I've got a Rossi 92 20" in 357. The quality is just not there. Just last week the extractor bushing broke. Rossi customer service quoted a 12 week lead time for a replacement. Luckily,, carries the part and I was able to replace it.

Mine also can be a bit finicky on ammo. It doesn't like Magtech. Also if the
barrel gets too hot ammo jams are more common regardless of which type of ammo used.

Check out the reviews on youtube. The vast majority of Big Boy owners love their guns.
Rossi owners...not as much, me included. View the disassembly videos, too, the Big
Boy is easier to work on.

I hope to trade in my Rossi for a Big Boy someday. Good luck on whichever you choose.
Lever actions are sooooo much fun to shoot!
I recently bought a Rossi 16" stainless in .357. Honestly, I wasn't expecting much. I was wrong. Fit and finish were very good. It was fairly smooth right out of the box. I did a home smooth up job and it is very slick now. It has fed any bullet style flawlessly. I did not like the factory sights and swapped them. I can hit a 12" gong at 200 yards more times than not. I have put 3500 rounds thru it in the past 6 months and haven't even cleaned it. It is my favorite range toy long gun.
Rossi for the loading gate. I don't like loading the tube like a .22. I bought a Rossi for my brother and he loves it.
I prefer the traditional styling of the Rossi over the Henry, so I got a Rossi in 357. It's been flawless with 38/357 for the last 6-7 years and is one of my favorites. I have some Henry rimfires and they have been nice rifles for the money. If Henry made a traditional style model '92 I wouldn't hesitate to purchase one. I guess it kind of depends on whether you're looking to get a model '92, or a just any lever gun in that caliber. I was specifically wanting a '92 (clone), so I went with the Rossi.
Of the two you list I would go with the Henry. I have a Henry in .22LR and it's a dream to shoot. Why do you consider the tube loading of the Henry a bad thing? In reality it's faster to load than the King's gate. I guess if you were in combat it would be nice to top off the load through the gate but that time has long passed lol. If you get a Henry I highly doubt you will be disappointed.
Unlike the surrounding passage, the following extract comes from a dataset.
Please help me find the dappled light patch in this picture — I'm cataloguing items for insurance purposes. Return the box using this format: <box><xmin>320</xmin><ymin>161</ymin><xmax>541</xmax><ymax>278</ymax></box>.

I'm wondering why you didn't mention the Marlin? I have a Marlin in 38/357 among others and is also a very nice levergun. I'm guessing price?
I prefer and bought the Rossi mostly because I prefer the traditional loading gate.
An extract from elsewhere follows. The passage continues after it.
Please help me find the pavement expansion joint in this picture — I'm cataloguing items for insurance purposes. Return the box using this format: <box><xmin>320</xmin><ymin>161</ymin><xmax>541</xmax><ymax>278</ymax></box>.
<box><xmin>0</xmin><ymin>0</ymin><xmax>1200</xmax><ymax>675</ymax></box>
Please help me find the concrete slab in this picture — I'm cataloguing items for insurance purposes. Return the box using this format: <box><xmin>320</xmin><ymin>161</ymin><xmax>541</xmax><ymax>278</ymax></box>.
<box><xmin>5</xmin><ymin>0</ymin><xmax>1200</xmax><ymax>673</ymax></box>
It has been near perfect out of the box - sights were dead-on and only thing I did to it was clean, cycled the lever a few hundred times and then another clean. About 3,000 rounds through it so far.
Henry is going to be higher quality, built better. I believe it will be smoother, last longer, and you will get great customer service.

Rossi has the features that I like in a lever action rifle with the loading gate and the traditional sights. If you buy the Rossi, I would go to the store and closely inspect the rifle you will receive and even then, you are rolling the dice on whether it will not have issues.

And even if all is well, you'll still probably want to tune it up.

The Henry is worth the money, but you have to ask yourself do you want the loading gate or not?